To me brownies are best when they come fresh out of the oven. That is the time when they are warm, moist, chewy, and the chocolate just melts. It is also the perfect time to add a scoop of ice cream on top so that it melts just enough to mesh with the warm gooey brownie into the perfect sundae. But you may not always want a large square pan of brownies and so this recipe is perfect to make just 8 individual servings.
Fudgy Brownie Recipe Ingredients:
- 3.5 ounces semisweet chocolate chips
- 4 Tablespoons unsalted butter, cut into 4 pieces
- 1 Tablespoon unsweetened cocoa powder
- 1/2 cup plus 2 Tablespoons sugar
- 1 large egg plus 1 large egg yolk
- 1 teaspoon vanilla
- 1 teaspoon salt
- 1/2 cup all purpose flour
Adjust your oven rack to the middle position and preheat the oven to 350 degrees F.
Line a 8.5 by 4.5 inch loaf pan with parchment paper or aluminum foil. If using foil be sure to spray with non-stick cooking spray as well to ensure release of your brownies.
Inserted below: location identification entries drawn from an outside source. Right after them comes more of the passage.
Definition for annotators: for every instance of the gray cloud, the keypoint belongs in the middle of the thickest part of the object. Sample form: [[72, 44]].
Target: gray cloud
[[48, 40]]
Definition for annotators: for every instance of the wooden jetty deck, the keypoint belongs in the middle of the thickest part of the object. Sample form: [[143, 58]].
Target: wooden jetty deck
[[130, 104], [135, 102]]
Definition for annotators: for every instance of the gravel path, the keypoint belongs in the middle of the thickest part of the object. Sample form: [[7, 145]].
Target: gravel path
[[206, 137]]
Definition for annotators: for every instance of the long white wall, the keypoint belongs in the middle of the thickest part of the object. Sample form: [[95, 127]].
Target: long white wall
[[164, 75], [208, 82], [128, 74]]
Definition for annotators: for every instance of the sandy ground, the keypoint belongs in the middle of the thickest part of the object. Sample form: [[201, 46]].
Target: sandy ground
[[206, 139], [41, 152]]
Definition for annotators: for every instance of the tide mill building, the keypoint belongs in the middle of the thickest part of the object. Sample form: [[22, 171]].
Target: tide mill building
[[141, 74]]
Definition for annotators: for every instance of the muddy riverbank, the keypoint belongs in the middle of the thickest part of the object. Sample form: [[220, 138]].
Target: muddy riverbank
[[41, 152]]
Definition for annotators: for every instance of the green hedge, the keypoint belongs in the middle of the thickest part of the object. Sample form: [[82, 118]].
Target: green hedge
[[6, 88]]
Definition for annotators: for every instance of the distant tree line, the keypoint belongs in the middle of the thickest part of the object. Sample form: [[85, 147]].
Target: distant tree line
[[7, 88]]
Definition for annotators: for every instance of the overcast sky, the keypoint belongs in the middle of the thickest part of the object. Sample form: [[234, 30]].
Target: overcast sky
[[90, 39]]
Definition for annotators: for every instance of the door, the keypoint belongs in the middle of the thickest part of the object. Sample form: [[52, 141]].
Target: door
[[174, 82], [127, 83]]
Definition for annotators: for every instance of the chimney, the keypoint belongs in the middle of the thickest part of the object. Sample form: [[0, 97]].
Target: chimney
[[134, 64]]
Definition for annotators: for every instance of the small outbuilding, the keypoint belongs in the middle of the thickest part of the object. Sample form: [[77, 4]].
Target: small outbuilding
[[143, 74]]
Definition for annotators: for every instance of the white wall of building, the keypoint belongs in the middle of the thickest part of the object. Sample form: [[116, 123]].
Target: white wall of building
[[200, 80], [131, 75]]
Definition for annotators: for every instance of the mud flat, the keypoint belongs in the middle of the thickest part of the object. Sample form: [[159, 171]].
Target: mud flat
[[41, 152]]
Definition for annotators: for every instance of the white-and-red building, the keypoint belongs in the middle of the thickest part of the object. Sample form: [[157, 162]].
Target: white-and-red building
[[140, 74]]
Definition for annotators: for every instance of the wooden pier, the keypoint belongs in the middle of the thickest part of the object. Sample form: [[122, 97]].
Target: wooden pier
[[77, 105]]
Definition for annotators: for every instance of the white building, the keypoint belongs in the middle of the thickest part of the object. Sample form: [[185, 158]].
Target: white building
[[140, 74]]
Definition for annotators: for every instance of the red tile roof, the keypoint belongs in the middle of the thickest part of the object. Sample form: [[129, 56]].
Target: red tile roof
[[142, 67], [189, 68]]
In a small bowl combine the chocolate chips, butter, and cocoa powder and place in the microwave and by setting on 30 second intervals at a time until the chocolate chips begin to melt, then remove and stir until the mixture is smooth. Set aside and allow to cool.
In a separate small bowl, whisk together the sugar, egg, egg yolk, vanilla, and salt until combined.
Then whisk in the chocolate mixture until combined. Stir the flour in with a rubber spatula until just combined. Transfer the batter into the prepared pan and smooth the surface. Bake until a cake tester comes out clean and you may need to rotate the pan halfway through baking.
Allow the brownies to cool in the pan completely before removing. Then lifting the brownies out using the paper or foil, cut the brownies into 2-inch squares. They can be stored at room temperature for up to 3 days.
For Vegan Brownies– Use vegan semisweet chocolate chips (such as Enjoy Life), substitute the butter for Earth Balance (vegan butter), and use 1/4 cup plus 2 Tablespoons of unsweetened apple sauce for the egg and egg yolk replacement.